Sunday, October 2, 2016

St. Thomas a Becket's Psalter

According to this story in The Guardian, St. Thomas a Becket's Psalter (the Book of Psalms, which are used in the Divine Office) may have been found--the very Psalter he was praying from at Vespers on December 29, 1170, in the Cathedral at Canterbury:

A Cambridge academic believes he has discovered Thomas Becket’s personal book of psalms, an ancient manuscript the martyred saint and so-called “turbulent priest” may have been holding when he was murdered in Canterbury Cathedral in 1170.

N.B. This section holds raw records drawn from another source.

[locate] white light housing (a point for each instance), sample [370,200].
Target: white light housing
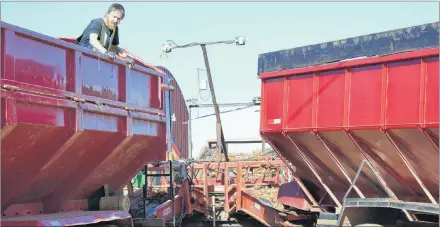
[240,40]
[163,56]
[167,47]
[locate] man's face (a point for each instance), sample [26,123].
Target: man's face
[114,18]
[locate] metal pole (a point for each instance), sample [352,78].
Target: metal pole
[189,134]
[213,210]
[220,137]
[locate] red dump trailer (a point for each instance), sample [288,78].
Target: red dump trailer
[357,121]
[76,126]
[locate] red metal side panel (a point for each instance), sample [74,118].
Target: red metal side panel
[301,106]
[180,111]
[272,96]
[380,109]
[365,95]
[403,92]
[431,113]
[71,122]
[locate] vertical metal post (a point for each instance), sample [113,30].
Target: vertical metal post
[213,210]
[189,133]
[172,190]
[145,191]
[220,137]
[168,114]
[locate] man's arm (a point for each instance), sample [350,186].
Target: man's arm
[95,43]
[119,51]
[95,30]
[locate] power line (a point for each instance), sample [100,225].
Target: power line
[227,111]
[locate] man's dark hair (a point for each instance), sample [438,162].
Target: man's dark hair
[116,6]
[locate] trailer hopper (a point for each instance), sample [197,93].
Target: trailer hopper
[373,99]
[73,121]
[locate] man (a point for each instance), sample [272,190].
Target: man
[102,34]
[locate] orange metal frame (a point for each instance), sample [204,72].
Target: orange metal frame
[236,194]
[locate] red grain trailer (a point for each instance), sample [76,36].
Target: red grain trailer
[76,127]
[357,121]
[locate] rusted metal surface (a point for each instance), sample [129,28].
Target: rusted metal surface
[235,188]
[70,124]
[327,119]
[383,43]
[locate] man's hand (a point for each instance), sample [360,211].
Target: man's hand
[130,61]
[110,54]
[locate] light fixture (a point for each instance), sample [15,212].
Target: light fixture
[163,56]
[167,47]
[240,41]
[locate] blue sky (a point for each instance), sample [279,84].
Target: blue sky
[266,26]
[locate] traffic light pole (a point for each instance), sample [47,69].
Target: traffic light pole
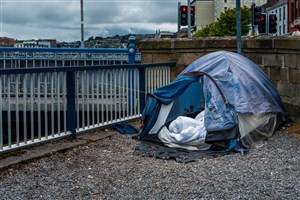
[178,25]
[238,27]
[189,18]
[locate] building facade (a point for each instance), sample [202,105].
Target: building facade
[6,42]
[204,14]
[223,5]
[293,15]
[280,8]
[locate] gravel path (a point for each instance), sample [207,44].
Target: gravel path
[107,169]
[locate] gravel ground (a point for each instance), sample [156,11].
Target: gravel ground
[108,169]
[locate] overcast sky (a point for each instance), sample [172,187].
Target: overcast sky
[60,19]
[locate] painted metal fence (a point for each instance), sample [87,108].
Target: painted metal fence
[49,93]
[41,104]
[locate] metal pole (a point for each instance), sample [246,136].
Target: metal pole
[82,31]
[179,21]
[238,27]
[189,18]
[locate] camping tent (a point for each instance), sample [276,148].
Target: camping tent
[222,99]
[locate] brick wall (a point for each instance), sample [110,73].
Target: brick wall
[279,57]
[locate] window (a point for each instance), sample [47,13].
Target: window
[279,30]
[296,8]
[279,14]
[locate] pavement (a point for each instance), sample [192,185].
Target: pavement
[46,149]
[61,145]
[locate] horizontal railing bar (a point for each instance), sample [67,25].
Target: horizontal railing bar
[81,50]
[80,68]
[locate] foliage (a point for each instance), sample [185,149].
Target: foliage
[226,24]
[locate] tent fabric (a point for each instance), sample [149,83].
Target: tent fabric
[237,98]
[242,81]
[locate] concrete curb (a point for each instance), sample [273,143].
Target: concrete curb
[48,149]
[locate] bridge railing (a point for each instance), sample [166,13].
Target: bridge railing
[42,104]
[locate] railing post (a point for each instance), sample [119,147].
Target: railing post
[131,50]
[71,112]
[142,75]
[131,60]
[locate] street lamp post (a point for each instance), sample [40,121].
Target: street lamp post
[82,31]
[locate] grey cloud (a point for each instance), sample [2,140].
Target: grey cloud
[61,19]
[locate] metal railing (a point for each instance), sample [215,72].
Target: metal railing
[41,104]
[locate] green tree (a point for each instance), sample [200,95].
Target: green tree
[226,24]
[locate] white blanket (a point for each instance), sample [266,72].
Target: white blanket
[186,129]
[185,132]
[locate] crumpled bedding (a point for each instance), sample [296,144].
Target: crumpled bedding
[185,129]
[185,132]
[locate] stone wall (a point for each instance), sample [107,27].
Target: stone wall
[279,57]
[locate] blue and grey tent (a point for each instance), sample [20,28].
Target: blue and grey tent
[221,99]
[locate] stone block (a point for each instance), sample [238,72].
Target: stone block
[162,57]
[266,70]
[291,60]
[189,44]
[258,43]
[274,60]
[292,109]
[286,89]
[147,57]
[254,57]
[294,76]
[275,73]
[287,43]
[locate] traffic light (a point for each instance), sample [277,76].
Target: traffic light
[183,15]
[192,8]
[272,23]
[256,14]
[262,25]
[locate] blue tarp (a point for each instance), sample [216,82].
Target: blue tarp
[243,83]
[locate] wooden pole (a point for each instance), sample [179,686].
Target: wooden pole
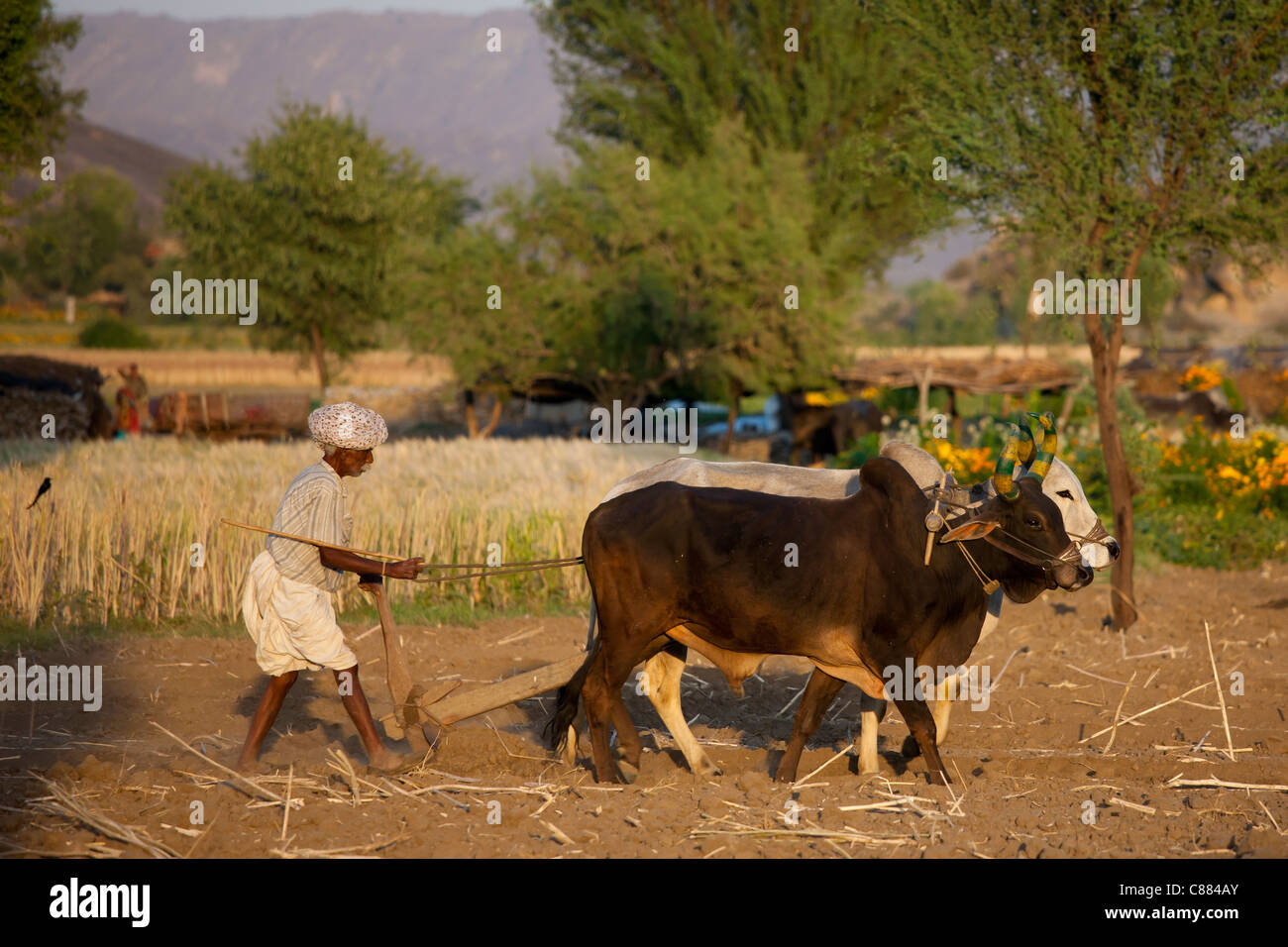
[320,544]
[400,689]
[481,699]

Dr Christopher de Hamel, a historian at Cambridge University, stumbled across the book during a conversation with a colleague. De Hamel, author of the just-released
Meetings with Remarkable Manuscripts, had said that books belonging to saints were generally not used as relics, and his fellow historian replied that he knew of an exception.

He showed de Hamel an entry from the Sacrists’ Roll of Canterbury Cathedral, dating to 1321, which gave a detailed description of a Psalter, or book of psalms, in a jewelled binding, that was then preserved as a relic at the shrine of Becket in the cathedral. Becket, archbishop of Canterbury from 1162 to 1170, was murdered by four knights inside the cathedral, who took on the task after supposedly hearing Henry II remark: “Who will rid me of this turbulent priest?”

De Hamel said that he read the Psalter’s description, and realised he had seen it before: an Anglo-Saxon Psalter in Cambridge’s Parker Library bears the same description on its flyleaf. It is undoubtedly the same manuscript from Becket’s shrine, he believes.

Please read the rest at The Guardian. 

Here, also, is de Hamel's explanation of the provenance of the Psalter.

St. Thomas a Becket and the monks had just finished chanting Psalm 129, "De profundis clamavi ad te" ("Out of the depths I call to thee") and were reading the Chapter: Hebrews 1:1-2, when the knights attacked the Archbishop of Canterbury:

Multifariam et multis modis olim Deus loquens patribus in prophetis novissime diebus istis locutus est nobis in Filio quem constituit heredem universorum per quem fecit et saecula.

"In the past God spoke to our ancestors through the prophets at many times and in various ways,but in these last days he has spoken to us by his Son, whom he appointed heir  of all things, and through whom also he made the universe."